Chemical Biology of Plant Compound Biosynthesis: a systems biology approach to biosynthetic pathways
This research programme focuses on characterizing and reconstructing biosynthetic pathways of secondary plant metabolites. The complexity of these pathways forces us to take an integrative, systems biology approach to fine tune the pathway and reach an optimal result. We use reverse engineering of existing pathways to develop an understanding of how plants optimize expression pathways.

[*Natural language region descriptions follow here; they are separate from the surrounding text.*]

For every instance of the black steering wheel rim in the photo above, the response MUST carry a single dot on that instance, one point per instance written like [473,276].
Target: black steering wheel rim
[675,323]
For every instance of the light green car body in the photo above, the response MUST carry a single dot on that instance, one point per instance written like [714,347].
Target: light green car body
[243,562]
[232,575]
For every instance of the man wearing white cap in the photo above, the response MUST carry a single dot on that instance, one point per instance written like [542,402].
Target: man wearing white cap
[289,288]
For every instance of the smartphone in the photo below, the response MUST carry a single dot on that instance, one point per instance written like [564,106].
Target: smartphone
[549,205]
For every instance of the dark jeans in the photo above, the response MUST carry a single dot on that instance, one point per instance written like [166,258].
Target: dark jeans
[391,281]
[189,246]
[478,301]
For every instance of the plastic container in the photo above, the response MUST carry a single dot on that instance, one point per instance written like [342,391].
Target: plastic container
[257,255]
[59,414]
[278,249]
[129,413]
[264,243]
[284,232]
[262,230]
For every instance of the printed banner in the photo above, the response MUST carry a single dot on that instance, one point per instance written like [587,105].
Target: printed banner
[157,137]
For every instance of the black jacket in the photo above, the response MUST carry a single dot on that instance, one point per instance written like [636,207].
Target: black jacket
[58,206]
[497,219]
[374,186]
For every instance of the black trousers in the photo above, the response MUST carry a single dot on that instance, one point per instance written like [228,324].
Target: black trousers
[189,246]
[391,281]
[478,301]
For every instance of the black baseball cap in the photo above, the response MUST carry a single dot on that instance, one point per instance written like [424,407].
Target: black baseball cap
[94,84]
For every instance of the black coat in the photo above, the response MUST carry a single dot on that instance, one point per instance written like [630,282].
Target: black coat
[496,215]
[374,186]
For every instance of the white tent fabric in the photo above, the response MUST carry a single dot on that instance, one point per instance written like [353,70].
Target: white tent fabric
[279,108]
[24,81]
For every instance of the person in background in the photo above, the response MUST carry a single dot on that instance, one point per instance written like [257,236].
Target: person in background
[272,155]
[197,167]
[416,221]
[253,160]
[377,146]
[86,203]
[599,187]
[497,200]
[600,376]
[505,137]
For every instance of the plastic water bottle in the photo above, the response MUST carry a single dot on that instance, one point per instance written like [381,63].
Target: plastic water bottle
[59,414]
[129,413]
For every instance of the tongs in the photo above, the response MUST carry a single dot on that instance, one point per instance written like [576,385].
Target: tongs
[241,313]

Our main topics focus on metabolite induced insect resistance in plants by studying metabolic pathways leading to the production of insecticidal terpenoid and octadecanoid derivatives. For this purpose we study the plants Tanacetum cinerariaefolium (pyrethrum) and Persicaria hydropiper for the production of pyrethrins and polygodial. We carry out deep sequencing of ESTs from the relevant tissues producing these compounds and utilize various techniques such as RNAi in the host plant, heterologous expression in microbial hosts and overexpression in Arabidopsis, maize, tomato, pepper and chrysanthemum to characterize the genes found. A variety of analytical GC-MS and LC-MS tools are available to characterize the metabolite profile and to identify novel compounds. Insect assays with thrips and whitefly are regularly carried out to establish the effects of the changed metabolite profile on the insects.
The final aim is synthetic biology: the ability to achieve controlled expression of a specific secondary metabolite in a plant host making use of systems biology tools.